Source code in src/bayescalc/parser.py
class Parser:
    def __init__(self, tokens: List[Token]):
        self.tokens = [t for t in tokens if t.type != TokenType.NEWLINE]
        self.pos = 0
        self.network = BayesianNetwork()

    def _peek(self) -> Token:
        if self.pos < len(self.tokens):
            return self.tokens[self.pos]
        return self.tokens[-1]  # EOF

    def _advance(self) -> Token:
        token = self.tokens[self.pos]
        self.pos += 1
        return token

    def _consume(self, expected_type: TokenType) -> Token:
        token = self._peek()
        if token.type == expected_type:
            return self._advance()
        raise SyntaxError(
            f"Expected {expected_type.name} but found {token.type.name} at line {token.line}, column {token.column}"
        )

    def parse(self) -> BayesianNetwork:
        while self._peek().type != TokenType.EOF:
            if self._peek().type == TokenType.VARIABLE:
                self._parse_variable_declaration()
            elif self._peek().type == TokenType.BOOLEAN:
                self._parse_boolean_declaration()
            elif self._peek().type == TokenType.IDENTIFIER:
                self._parse_cpt_block()
            else:
                token = self._peek()
                raise SyntaxError(
                    f"Unexpected token {token.type.name} at line {token.line}, column {token.column}"
                )
        return self.network

    def _parse_variable_declaration(self):
        """Parses a variable declaration."""
        self._consume(TokenType.VARIABLE)
        name_token = self._consume(TokenType.IDENTIFIER)
        name = name_token.value

        # Check if domain is explicitly specified
        if self._peek().type == TokenType.LBRACE:
            self._consume(TokenType.LBRACE)  # Consume the left brace

            # Parse domain values
            domain = []
            while self._peek().type != TokenType.RBRACE:
                value = self._consume(TokenType.IDENTIFIER).value
                domain.append(value)

                if self._peek().type == TokenType.COMMA:
                    self._consume(TokenType.COMMA)
                else:  # We only accept comment or spaces after variable declaration
                    break

            self._consume(TokenType.RBRACE)

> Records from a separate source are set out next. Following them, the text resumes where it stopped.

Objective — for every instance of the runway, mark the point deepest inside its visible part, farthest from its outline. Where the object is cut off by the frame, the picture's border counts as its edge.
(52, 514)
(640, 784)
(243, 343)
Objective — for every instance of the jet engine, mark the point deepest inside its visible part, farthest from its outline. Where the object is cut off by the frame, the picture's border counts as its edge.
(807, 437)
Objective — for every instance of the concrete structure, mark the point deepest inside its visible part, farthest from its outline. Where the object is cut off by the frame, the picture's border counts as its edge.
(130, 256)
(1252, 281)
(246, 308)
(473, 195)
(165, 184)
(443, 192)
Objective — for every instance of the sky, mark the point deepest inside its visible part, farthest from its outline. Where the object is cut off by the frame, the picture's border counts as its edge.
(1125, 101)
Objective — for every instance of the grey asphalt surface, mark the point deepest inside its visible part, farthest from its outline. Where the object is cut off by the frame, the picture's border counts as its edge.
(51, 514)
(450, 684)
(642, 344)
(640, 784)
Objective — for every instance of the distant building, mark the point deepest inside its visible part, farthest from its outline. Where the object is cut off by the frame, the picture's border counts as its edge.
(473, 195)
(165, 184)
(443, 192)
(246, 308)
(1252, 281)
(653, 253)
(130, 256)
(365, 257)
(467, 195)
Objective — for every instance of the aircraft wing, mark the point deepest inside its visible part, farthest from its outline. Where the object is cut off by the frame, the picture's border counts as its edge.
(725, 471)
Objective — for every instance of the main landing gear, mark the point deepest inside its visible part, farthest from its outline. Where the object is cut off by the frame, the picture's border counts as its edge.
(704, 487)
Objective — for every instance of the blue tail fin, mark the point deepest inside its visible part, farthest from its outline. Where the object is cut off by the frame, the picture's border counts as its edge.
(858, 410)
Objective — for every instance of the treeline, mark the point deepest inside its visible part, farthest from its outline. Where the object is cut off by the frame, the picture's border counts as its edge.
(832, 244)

            # Check if this is an explicit {True, False} domain and warn
            if set(domain) == {"True", "False"}:
                warnings.warn(
                    f"Variable '{name}' at line {name_token.line} uses explicit {{True, False}} domain. "
                    f"Consider using 'boolean {name}' instead for clearer boolean variable declaration.",
                    DeprecationWarning,
                    stacklevel=2,
                )
        else:
            # If domain is not specified, default to Boolean
            domain = ["True", "False"]

        # Add variable to the network
        self.network.add_variable(name, tuple(domain))

    def _parse_boolean_declaration(self):
        """Parses a boolean variable declaration."""
        self._consume(TokenType.BOOLEAN)
        name = self._consume(TokenType.IDENTIFIER).value

        # Boolean variables always have {True, False} domain
        domain = ("True", "False")

        # Add variable to the network
        self.network.add_variable(name, domain)

    def _parse_cpt_block(self):
        variable_name = self._consume(TokenType.IDENTIFIER).value

        parent_names = []
        if self._peek().type == TokenType.PIPE:
            self._consume(TokenType.PIPE)
            while self._peek().type != TokenType.LBRACE:
                parent_names.append(self._consume(TokenType.IDENTIFIER).value)
                if self._peek().type == TokenType.COMMA:
                    self._consume(TokenType.COMMA)

        self._consume(TokenType.LBRACE)

        cpt_entries = {}
        while self._peek().type != TokenType.RBRACE:
            key, prob = self._parse_cpt_entry()
            cpt_entries[key] = prob

        self._consume(TokenType.RBRACE)
        self.network.add_factor(variable_name, parent_names, cpt_entries)

    def _parse_cpt_entry(self) -> Tuple[Tuple[str, ...], float]:
        self._consume(TokenType.PROBABILITY)
        self._consume(TokenType.LPAREN)

        value = self._consume(TokenType.IDENTIFIER).value
        # Convert T/F to True/False for boolean variables
        if value == "T":
            value = "True"
        elif value == "F":
            value = "False"

        conditions = []
        if self._peek().type == TokenType.PIPE:
            self._consume(TokenType.PIPE)
            while self._peek().type != TokenType.RPAREN:
                condition = self._consume(TokenType.IDENTIFIER).value
                # Convert T/F to True/False for boolean variables in conditions
                if condition == "T":
                    condition = "True"
                elif condition == "F":
                    condition = "False"
                conditions.append(condition)
                if self._peek().type == TokenType.COMMA:
                    self._consume(TokenType.COMMA)

        self._consume(TokenType.RPAREN)
        self._consume(TokenType.EQUALS)

        prob_token = self._consume(TokenType.FLOAT)
        prob = float(prob_token.value)

        key = (value,) + tuple(conditions)
        return key, prob